For over revving you can do this on accelarating up through the gears or when slowing down and down-shifting.
When accelerating, a rev limiter cuts the engine when you approach the red-line to prevent over revving the engine.
As part of an ECU tuning package to increase horsepower, you often see the rev limit lifted to a higher threshold than the manufacturer sets - this removes a bit of the safety factor but is not generally a problem.
The big problem comes when racing around the track/road and down-shifting.
If, for instance the range for 2nd gear is 30 to 90 kph and you approach a bend at say 150kph in 5th gear and downshift to 2nd gear, by mistake - then this is mechanical over revving through the gearbox - causes valve bounce and worse if speed is really much too high for the chosen gear.
Modern autos with flappy paddles do not allow incorrect downshifts - thus protecting the engine from downshift mechanical over revving.
Cheers
Steve


----------



## INFAMOUS (Apr 19, 2011)

Manual cars will not get you less money in the future.... If you are looking for one it means someone else will be looking for the same! People here make a big fuss about non-gcc cars, manual vs auto etc.

At the end of the day if the car is well kept and enthusiast owned (which it sounds like the OP is), then someone else will appreciate it as much as you do later.

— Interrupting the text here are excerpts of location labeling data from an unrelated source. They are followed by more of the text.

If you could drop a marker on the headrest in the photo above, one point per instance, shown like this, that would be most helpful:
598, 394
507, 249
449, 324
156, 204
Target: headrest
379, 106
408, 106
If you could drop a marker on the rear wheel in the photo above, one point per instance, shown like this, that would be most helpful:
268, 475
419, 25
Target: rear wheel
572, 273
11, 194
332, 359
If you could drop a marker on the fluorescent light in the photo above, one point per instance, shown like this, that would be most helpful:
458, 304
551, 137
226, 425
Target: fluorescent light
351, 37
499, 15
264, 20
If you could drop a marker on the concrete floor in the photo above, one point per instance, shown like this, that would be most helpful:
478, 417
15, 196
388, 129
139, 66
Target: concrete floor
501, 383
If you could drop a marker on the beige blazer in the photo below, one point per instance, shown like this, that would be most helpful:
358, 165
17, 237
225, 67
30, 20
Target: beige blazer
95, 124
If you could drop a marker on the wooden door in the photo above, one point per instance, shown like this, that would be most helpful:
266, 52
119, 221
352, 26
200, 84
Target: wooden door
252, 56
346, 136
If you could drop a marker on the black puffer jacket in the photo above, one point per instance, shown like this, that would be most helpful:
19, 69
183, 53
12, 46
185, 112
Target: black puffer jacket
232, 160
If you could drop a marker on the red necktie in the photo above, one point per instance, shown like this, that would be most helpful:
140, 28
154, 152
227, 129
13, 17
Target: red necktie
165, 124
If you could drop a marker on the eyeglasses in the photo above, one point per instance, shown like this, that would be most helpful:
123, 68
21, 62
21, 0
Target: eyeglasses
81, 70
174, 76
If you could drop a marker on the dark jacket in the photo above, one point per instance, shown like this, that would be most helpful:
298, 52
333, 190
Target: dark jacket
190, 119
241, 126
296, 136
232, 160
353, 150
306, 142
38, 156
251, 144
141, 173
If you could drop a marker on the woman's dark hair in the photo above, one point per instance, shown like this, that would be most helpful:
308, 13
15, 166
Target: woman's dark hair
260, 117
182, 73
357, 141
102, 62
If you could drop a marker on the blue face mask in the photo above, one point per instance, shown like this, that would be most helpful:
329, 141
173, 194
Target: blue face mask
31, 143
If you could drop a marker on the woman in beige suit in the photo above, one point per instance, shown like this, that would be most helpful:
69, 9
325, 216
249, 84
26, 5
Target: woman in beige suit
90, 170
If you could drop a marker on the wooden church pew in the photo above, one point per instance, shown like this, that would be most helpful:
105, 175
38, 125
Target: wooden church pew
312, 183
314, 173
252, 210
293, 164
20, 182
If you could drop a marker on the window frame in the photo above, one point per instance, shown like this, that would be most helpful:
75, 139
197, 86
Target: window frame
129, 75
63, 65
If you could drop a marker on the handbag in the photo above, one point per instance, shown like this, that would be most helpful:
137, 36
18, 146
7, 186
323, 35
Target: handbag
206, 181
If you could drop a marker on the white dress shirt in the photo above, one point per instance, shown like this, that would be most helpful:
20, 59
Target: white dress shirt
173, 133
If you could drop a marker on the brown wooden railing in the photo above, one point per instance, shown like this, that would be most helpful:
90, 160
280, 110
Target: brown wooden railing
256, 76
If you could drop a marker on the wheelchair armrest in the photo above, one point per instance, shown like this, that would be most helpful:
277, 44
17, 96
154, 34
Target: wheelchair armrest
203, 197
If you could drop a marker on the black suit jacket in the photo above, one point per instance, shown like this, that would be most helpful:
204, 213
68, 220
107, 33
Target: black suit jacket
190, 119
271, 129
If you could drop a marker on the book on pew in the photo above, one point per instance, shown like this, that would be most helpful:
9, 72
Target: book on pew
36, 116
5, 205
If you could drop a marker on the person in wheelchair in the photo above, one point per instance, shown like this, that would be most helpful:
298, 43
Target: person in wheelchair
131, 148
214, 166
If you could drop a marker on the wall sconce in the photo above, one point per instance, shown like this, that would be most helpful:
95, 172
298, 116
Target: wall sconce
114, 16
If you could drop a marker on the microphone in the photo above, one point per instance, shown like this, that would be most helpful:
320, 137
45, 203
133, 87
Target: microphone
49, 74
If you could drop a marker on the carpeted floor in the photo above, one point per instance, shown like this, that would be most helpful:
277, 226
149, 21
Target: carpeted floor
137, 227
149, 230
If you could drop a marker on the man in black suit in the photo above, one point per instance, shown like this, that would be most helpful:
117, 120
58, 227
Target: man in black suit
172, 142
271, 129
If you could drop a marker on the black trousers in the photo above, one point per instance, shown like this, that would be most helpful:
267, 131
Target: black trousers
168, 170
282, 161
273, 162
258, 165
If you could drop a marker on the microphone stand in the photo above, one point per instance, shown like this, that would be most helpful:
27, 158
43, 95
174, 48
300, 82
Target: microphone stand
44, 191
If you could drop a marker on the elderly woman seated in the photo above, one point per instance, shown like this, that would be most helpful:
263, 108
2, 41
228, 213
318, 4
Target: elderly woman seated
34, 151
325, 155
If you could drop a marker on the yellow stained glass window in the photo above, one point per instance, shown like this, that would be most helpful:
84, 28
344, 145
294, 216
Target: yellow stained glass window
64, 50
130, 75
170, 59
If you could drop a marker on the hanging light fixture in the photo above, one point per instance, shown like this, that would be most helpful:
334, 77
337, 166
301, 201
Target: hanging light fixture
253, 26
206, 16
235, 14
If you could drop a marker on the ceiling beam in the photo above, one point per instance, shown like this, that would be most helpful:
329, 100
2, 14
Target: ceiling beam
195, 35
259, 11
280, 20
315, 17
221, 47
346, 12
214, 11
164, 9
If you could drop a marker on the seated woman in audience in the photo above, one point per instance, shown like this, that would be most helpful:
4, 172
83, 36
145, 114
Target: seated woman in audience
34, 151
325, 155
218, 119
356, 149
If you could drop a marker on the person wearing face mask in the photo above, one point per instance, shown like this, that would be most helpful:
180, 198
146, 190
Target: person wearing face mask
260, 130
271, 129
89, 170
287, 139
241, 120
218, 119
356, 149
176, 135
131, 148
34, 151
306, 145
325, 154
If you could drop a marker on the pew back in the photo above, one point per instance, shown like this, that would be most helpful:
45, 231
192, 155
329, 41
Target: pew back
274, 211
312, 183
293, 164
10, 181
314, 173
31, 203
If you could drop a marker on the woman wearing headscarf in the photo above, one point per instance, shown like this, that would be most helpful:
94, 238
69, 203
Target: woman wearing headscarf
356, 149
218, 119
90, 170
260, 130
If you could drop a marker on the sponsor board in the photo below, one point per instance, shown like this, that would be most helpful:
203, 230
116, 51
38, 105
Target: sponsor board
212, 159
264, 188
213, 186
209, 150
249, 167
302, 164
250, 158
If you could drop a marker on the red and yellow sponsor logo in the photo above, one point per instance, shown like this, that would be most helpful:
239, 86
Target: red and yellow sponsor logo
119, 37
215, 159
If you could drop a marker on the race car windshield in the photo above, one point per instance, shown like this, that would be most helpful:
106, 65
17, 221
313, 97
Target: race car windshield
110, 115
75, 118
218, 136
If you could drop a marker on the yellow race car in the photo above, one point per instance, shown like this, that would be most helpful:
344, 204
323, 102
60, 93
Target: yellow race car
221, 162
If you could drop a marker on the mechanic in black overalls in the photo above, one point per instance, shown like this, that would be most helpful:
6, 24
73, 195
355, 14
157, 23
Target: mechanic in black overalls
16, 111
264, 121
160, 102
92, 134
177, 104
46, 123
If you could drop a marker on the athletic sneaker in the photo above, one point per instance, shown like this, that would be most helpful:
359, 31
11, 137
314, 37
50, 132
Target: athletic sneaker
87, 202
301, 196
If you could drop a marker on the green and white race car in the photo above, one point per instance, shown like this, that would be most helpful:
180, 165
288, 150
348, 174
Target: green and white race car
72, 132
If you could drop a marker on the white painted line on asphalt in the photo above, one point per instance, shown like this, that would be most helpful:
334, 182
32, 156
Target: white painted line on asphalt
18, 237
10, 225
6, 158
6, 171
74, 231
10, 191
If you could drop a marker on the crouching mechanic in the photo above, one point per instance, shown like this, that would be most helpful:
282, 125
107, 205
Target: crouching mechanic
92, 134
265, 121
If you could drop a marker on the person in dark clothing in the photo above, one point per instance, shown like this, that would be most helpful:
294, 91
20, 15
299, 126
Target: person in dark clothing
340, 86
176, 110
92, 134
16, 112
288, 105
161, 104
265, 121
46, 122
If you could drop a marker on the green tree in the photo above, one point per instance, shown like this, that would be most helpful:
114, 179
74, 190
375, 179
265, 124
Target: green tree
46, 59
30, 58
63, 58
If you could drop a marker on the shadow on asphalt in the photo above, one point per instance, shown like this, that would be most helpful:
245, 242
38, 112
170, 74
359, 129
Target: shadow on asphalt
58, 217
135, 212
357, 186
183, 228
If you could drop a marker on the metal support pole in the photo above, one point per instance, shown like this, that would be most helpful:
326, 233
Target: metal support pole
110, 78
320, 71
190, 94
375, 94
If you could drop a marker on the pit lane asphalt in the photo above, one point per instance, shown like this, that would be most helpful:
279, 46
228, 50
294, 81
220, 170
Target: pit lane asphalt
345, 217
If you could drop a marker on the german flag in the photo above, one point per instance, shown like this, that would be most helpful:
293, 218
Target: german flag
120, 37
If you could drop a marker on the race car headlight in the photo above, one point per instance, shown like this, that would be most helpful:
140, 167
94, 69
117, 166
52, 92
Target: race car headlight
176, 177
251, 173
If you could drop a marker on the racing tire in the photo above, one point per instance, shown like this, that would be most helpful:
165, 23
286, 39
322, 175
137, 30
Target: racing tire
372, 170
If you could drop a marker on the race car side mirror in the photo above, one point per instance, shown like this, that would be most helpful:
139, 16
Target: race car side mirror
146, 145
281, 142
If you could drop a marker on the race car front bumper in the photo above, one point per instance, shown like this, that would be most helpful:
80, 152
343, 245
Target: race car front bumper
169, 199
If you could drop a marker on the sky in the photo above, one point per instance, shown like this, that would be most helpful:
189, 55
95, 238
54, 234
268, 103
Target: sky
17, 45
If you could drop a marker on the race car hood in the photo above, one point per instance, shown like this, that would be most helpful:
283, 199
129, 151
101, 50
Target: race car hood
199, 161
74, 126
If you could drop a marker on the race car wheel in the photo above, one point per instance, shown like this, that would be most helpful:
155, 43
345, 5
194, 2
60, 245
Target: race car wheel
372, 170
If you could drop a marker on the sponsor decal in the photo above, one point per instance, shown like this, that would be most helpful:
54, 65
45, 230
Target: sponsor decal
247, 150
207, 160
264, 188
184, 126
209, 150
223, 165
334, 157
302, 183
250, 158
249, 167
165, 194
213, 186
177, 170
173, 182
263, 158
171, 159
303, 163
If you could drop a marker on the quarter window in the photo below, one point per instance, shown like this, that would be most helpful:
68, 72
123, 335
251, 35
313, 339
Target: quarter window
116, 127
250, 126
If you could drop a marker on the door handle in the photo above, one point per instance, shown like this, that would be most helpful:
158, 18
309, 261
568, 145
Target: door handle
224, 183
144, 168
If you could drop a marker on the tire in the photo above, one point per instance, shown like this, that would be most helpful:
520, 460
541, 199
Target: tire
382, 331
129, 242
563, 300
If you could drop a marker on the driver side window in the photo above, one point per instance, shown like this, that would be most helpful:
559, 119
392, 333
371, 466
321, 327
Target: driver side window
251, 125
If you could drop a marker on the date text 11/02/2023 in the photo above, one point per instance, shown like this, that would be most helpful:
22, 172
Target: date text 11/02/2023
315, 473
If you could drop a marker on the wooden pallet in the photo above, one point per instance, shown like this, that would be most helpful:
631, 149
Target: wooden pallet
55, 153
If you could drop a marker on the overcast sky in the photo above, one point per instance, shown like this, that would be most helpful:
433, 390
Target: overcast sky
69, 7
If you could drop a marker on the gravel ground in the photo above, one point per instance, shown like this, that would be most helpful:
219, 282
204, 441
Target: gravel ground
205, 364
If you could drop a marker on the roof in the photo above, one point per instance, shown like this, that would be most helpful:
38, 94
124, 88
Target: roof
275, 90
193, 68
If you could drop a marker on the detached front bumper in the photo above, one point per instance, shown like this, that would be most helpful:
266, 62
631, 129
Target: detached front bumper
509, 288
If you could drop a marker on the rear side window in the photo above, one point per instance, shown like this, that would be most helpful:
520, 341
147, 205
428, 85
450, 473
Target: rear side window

As for the traffic stuff and people complaining about a manual... I have an SRT-10 RAM manual 6 speed with a centerforce clutch and the driving here is much better than the traffic I was used to in Austin TX. But I am a true enthusiast that refuses to drive an automatic lol

Like any "opinions" shared on these forums, many people are comparing apples to oranges as so many come from different backgrounds/experiences and only compare to what they "know" as it may differ greatly from the person asking.


----------



## zed_kid (Sep 25, 2012)

so i called the guy and obviously the car has 100k kms on it not 10k. bloody hell. im sure theres an edit function on dubizzle, use it bro


----------



## DubaiTom (Nov 3, 2010)

Just FYI: AGMC will not provide any details about service history or accidents if it's not your car. They will do a full checkup incl. report for you for ~2500 AED (iirc). They will need the car for two days for this check. So unless you have some friend at AGMC it will be problematic to get these details. I also wanted to buy an M3. In the end I went for a 2011 Cayman S with PDK incl. warranty. Nice thing about Porsche is that you can extend the warranty up to 7 years as long as the car is OK.


----------



## Stevesolar (Dec 21, 2012)

DubaiTom said:


> Just FYI: AGMC will not provide any details about service history or accidents if it's not your car. They will do a full checkup incl. report for you for ~2500 AED (iirc). They will need the car for two days for this check. So unless you have some friend at AGMC it will be problematic to get these details. I also wanted to buy an M3. In the end I went for a 2011 Cayman S with PDK incl. warranty. Nice thing about Porsche is that you can extend the warranty up to 7 years as long as the car is OK.


That is a real shame.
In UK, the BMW dealers normally give you detailed information as part of their customer service.
I was lucky to have a very good local BMW dealer that looked after my last car from new until I sold it with nearly 150K kilometres on the clock.
That car was 100% reliable and did not need anything between services except two sets of brake pads, one set of discs and summer & winter tyres.
The standard run flats cost around 6000 AED per set!
Like you, I really like the Cayman S - but need a car with 4 seats - so would need the bigger (and more expensive) brother to the Cayman!
Cheers
Steve


----------